At the end of my last blog on this topic, I stated that little did I know that the trail of letters from McDermott to Cohen to me was the first act in an ongoing performance. Events from that "first act" did die down, but not before Cohen and I exchanged letters and McDermott delivered a ringing radio performance.
In the aftermath of my January 31, 2005, column discussed in Part I, McDermott went on the radio February 4, 2005, and ridiculed me saying that I was "starved for attention as a child," calling me a "moron", "nutty professor", and "completely and totally clueless."
But more important than his ridicule of me, on that February 4, 2005, radio show McDermott decided to go after my employment by accusing me of not doing my job. And just how would McDermott Jr. know how I performed my duties as a professor? He announced he had engaged in conversation with Cohen about me, that I regularly missed classes and I did not hand out syllabi (among other things, all not true).
Call me crazy, but I find the efforts of an elected official to get a taxpaying citizen fired from their job an unseemly sort of endeavor. What I find just as unseemly, if not more so, is that Cohen, a high ranking State official by virtue of his position as Chancellor of a State-funded institution, apparently saw nothing wrong with such behavior. "Politico Corrupticus Syndrome" was clearly running its full course here.
Remember, freedom of speech (particularly political speech) is an individual right to be protected against the government's suppression. It is not a tool to be used by the government or government officials to suppress unwanted taxpayer/citizen criticism. Cohen and McDermott, both government officials (one as administrative head of a State-funded institution the other elected to office) were attempting to stifle political speech. The Democratic Party should be appalled at this behavior. That is as un-American as one can get.
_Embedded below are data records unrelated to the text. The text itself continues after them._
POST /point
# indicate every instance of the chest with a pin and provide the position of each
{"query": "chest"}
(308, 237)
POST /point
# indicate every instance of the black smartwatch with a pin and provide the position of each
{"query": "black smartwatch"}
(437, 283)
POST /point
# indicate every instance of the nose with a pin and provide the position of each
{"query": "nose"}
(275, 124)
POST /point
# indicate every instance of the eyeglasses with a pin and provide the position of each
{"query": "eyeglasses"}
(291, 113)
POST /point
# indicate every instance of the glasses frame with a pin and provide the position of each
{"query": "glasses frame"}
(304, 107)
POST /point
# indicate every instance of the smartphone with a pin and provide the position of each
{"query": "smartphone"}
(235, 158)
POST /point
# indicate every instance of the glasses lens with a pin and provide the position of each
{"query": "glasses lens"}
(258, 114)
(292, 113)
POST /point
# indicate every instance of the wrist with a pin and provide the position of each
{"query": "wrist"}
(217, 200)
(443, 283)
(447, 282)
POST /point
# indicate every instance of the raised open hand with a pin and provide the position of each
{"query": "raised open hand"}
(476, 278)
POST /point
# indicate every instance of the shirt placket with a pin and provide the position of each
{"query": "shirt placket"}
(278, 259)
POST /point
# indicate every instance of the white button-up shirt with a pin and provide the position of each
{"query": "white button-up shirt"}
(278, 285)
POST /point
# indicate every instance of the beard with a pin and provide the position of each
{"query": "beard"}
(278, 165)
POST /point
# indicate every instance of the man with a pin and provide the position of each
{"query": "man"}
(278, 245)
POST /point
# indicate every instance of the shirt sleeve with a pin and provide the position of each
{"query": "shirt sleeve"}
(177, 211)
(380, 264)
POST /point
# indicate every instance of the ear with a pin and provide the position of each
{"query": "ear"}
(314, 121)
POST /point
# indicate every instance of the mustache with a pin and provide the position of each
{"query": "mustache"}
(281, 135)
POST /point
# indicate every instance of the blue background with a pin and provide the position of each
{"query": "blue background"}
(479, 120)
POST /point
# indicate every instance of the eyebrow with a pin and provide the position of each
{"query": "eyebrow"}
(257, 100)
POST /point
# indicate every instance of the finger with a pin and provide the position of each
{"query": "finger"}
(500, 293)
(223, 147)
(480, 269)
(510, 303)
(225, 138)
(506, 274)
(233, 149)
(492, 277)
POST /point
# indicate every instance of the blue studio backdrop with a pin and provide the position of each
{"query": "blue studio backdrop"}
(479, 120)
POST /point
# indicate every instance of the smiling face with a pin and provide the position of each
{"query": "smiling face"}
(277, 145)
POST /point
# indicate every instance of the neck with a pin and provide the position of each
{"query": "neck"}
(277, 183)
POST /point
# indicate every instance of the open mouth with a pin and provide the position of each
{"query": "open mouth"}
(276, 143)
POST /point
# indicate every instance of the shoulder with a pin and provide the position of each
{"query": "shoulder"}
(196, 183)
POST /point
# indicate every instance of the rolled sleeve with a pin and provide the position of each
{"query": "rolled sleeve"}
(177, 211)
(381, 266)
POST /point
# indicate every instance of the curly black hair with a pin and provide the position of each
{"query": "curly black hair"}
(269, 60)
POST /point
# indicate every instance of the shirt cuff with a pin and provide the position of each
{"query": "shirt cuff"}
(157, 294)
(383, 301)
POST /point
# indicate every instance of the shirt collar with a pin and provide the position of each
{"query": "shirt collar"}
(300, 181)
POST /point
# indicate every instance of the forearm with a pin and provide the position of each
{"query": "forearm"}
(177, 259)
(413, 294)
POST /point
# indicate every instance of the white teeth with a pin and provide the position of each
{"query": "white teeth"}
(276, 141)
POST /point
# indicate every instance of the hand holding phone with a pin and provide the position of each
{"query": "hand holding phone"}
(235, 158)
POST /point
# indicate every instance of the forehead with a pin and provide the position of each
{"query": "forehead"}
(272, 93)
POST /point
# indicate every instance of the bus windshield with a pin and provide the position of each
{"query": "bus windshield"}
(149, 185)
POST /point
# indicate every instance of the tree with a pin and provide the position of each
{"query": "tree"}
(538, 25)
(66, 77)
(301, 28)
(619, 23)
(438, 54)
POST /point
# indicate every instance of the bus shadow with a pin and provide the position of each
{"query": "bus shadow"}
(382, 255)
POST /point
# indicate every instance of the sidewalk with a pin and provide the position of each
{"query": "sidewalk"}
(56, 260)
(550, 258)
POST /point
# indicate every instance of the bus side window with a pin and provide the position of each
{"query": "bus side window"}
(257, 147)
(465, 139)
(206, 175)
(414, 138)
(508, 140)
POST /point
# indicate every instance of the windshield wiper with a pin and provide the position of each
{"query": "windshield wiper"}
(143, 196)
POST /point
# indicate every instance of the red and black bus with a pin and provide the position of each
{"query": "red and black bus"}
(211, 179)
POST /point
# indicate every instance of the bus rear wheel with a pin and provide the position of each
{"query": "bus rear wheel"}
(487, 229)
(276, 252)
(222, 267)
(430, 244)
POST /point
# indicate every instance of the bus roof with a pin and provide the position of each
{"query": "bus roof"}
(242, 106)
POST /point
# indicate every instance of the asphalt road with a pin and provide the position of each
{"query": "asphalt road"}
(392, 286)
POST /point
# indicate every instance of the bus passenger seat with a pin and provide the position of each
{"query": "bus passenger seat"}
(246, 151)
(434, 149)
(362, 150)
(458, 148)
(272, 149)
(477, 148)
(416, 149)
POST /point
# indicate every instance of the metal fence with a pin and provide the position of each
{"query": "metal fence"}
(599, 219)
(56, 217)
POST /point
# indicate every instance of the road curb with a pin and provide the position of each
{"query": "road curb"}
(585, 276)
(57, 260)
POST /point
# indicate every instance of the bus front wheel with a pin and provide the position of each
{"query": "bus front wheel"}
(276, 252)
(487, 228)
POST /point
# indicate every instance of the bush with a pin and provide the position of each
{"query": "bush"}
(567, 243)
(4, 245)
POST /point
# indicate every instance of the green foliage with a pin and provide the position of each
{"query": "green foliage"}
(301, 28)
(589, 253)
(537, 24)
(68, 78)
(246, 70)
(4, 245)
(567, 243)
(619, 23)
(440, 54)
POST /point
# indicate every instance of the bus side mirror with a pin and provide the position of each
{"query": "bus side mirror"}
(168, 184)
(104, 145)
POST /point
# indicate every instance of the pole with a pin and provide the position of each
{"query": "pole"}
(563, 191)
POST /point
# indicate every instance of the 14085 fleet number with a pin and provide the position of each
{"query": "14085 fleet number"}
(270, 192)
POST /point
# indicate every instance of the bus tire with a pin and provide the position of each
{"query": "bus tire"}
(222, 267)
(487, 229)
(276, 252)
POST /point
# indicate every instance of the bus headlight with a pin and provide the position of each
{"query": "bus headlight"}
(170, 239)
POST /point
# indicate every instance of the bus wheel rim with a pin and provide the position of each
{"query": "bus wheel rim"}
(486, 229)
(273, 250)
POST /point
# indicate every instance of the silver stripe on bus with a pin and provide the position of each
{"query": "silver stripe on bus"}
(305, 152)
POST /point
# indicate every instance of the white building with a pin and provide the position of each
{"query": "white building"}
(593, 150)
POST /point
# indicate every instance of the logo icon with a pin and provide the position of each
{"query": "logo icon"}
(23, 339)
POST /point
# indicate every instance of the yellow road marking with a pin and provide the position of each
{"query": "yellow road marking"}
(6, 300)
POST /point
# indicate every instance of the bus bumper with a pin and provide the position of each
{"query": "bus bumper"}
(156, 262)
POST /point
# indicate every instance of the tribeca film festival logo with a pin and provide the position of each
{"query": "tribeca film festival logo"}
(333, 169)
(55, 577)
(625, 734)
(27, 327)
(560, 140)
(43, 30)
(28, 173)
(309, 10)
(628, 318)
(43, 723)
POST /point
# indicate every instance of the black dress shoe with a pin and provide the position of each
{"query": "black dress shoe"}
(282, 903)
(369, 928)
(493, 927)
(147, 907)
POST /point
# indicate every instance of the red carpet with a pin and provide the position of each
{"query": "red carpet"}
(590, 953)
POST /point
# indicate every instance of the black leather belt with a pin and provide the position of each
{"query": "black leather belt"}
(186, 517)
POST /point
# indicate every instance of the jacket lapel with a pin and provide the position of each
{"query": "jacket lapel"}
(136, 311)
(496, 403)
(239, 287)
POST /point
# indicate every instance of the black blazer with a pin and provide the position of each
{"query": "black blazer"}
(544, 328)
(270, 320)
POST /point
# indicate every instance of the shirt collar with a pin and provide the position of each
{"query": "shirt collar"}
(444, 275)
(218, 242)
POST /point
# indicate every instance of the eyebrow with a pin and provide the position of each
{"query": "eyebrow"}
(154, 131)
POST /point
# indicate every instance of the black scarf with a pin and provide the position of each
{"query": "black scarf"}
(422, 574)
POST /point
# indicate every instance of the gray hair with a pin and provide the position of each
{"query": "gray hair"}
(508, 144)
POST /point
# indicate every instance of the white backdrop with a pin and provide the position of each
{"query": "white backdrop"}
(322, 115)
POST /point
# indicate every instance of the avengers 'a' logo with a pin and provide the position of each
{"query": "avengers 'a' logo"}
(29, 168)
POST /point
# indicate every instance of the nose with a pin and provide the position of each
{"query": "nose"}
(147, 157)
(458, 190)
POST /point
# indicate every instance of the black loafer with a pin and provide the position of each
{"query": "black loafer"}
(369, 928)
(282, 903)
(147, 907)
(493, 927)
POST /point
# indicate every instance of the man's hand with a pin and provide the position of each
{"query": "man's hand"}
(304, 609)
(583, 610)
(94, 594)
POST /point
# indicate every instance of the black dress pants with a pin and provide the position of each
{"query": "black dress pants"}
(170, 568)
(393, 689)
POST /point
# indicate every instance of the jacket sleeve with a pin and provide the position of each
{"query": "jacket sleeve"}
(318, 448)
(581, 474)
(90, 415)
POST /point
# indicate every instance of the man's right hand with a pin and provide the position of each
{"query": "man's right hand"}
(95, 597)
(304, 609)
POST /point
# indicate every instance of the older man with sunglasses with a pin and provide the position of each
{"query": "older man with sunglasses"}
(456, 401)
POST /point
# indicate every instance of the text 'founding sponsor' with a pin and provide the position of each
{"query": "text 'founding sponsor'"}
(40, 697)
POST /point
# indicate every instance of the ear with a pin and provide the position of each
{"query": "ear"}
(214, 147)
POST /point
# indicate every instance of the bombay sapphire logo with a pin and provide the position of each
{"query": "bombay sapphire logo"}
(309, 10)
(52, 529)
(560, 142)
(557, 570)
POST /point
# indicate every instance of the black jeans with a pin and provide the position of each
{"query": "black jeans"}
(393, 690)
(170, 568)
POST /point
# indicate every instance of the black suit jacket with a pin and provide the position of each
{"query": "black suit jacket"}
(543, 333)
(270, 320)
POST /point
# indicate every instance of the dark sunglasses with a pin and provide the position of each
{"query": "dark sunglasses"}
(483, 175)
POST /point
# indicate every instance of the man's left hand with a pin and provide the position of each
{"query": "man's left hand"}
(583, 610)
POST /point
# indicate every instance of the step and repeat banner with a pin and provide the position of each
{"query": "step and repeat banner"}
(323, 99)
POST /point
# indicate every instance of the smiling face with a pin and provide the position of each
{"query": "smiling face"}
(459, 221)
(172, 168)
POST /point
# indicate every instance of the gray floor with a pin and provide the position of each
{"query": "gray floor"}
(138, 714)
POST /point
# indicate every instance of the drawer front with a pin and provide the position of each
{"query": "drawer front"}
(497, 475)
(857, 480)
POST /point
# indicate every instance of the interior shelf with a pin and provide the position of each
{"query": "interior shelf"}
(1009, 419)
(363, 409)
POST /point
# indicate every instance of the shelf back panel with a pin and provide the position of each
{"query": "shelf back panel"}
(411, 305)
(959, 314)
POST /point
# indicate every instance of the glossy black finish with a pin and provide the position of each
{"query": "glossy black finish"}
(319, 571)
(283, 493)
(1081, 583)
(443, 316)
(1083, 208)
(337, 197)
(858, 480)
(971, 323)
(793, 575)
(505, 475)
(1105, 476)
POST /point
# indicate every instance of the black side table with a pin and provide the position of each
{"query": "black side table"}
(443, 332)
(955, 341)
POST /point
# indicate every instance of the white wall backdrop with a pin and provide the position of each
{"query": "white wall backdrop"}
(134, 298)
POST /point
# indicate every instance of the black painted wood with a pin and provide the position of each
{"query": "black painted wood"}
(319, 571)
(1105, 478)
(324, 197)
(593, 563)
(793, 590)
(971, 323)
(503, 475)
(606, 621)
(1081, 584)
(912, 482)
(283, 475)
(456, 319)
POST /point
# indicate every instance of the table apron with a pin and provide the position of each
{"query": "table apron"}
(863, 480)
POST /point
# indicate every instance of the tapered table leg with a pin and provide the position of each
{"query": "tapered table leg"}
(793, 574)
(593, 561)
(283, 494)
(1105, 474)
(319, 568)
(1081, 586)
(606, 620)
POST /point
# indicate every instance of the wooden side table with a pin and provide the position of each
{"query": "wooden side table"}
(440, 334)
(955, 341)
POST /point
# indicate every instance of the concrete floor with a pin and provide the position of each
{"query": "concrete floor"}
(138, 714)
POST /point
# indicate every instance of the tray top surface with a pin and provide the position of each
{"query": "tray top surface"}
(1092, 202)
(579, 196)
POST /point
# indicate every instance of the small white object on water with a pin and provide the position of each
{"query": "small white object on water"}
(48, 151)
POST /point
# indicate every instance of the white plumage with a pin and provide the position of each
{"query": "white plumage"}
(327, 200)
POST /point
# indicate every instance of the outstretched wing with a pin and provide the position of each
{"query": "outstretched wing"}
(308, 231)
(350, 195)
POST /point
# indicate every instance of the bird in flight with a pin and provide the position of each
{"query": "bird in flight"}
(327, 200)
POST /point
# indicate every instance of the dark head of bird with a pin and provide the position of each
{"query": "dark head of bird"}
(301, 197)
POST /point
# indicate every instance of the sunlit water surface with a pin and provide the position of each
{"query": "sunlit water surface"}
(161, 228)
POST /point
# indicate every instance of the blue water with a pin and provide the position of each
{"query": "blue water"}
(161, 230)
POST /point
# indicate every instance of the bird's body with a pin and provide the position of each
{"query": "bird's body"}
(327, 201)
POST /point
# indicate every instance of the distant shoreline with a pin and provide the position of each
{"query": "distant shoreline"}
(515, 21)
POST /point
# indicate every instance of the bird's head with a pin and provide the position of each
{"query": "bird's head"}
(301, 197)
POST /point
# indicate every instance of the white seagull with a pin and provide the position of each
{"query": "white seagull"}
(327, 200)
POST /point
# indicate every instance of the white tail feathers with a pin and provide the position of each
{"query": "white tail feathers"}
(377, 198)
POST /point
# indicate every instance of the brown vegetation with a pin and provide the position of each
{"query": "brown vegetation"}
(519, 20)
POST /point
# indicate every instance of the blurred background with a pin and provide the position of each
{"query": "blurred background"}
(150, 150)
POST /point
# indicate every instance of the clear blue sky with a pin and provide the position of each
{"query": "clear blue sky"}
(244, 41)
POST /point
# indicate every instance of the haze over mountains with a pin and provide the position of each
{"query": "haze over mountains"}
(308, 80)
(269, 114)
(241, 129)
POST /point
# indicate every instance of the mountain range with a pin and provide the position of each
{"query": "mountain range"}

It offends every sense of what America stands for and has fought for.
As an American Hoosier tax paying citizen, on February 4, 2005, I wrote "governmental enforcer" Cohen and told him "Shame on you" for sending an official governmental message to elected Democratic Party partisan McDermott Jr. that somehow attacks on a professor's job by an elected official are okay. Cohen, of course, wrote me back, denied he was any way involved with McDermott Jr's behavior, but did inform me that he considered me an "embarrassment" to him, which just happened to be the exact word that McDermott, Jr. had used on his weekly radio show to describe my relationship to the University.
It was after this little flurry of exchanges that things died down, but only for a bit.
About six months later, "Politico Corrupticus Syndrome" was once again manifesting itself in the halls of academe and the second act in this ongoing performance was underway.
On August 25, 2005, I wrote one of my regular columns regarding the funding of State universities in Indiana (082505.mht). This was but one of many columns I have written and speeches I have given on this topic. In this column, I squarely put the onus on our elected State legislators, particularly John Aguilera and Ralph Ayres (who were both serving on the House Ways and Means Committee, which wrote the bi-annual budget), for not addressing the disparity in higher education funding between the center of the State and NWI. There was nothing unusual about this column. Or so I thought.
But this time was different. Chancellor Cohen, as Chancellor of Purdue Calumet wrote a letter to the editor criticizing my August 25, 2005, column (CohenLtr.mht). It is important to understand here that Howard Cohen did not disagree with me as Howard Cohen, the citizen, he disagreed with me in his official State position as Chancellor Cohen, and as Chancellor Cohen he defended the Northwest Indiana delegation, in particular Aguilera and Ayres, against my "unfair and uninformed" column. (Speaking of "unfair and uniformed" that year Purdue University Calumet lost half a million dollars in State, tax-payer, funding, which it has never recouped. That $500,000, that you and I pay as tax payers, went to other parts of the State. That is $500,000 per year of economic development funds that were lost.)
Even Aguilera recognized that Chancellor Cohen's defense of him was the University defense of him as an elected official when he wrote Cohen on September 1, 2005 (AguileraLtr.mht), saying "I [Aguilera] appreciate your support and the support of the university against the negative attacks of Professor Eisenstein [italics added]." (Note: the September 1, 2005, letter from Aguilera to Cohen is another one of those documents that I recently received via a freedom of information request.) "Politico Corrupticus Syndrome" indeed.
All I could think was: "This is the theater of the absurd. Do the elected officials in NWI really believe that it is the job of State-funded institutions to protect them from citizen and taxpayer criticism? Does Chancellor Cohen really believe that as the administrative head of a State-funded institution he should be providing comfort and aid to elected officials who receive criticism?" Apparently they do.
What is amazing is that the Purdue Board of Trustees did not step in to protect the political neutrality of the institution as required by law. And where were the Republicans as they watched their tax dollars being used for partisan political advantage?
Of course, I responded to Cohen's letter to the editor in my September 8, 2005, column (090805.mht).
This was not the end of my exchanges with Augilera. And it certainly was not the end to the "Politico Corrupticus Syndrome" that had now been firmly rooted into the hallowed halls of PUC.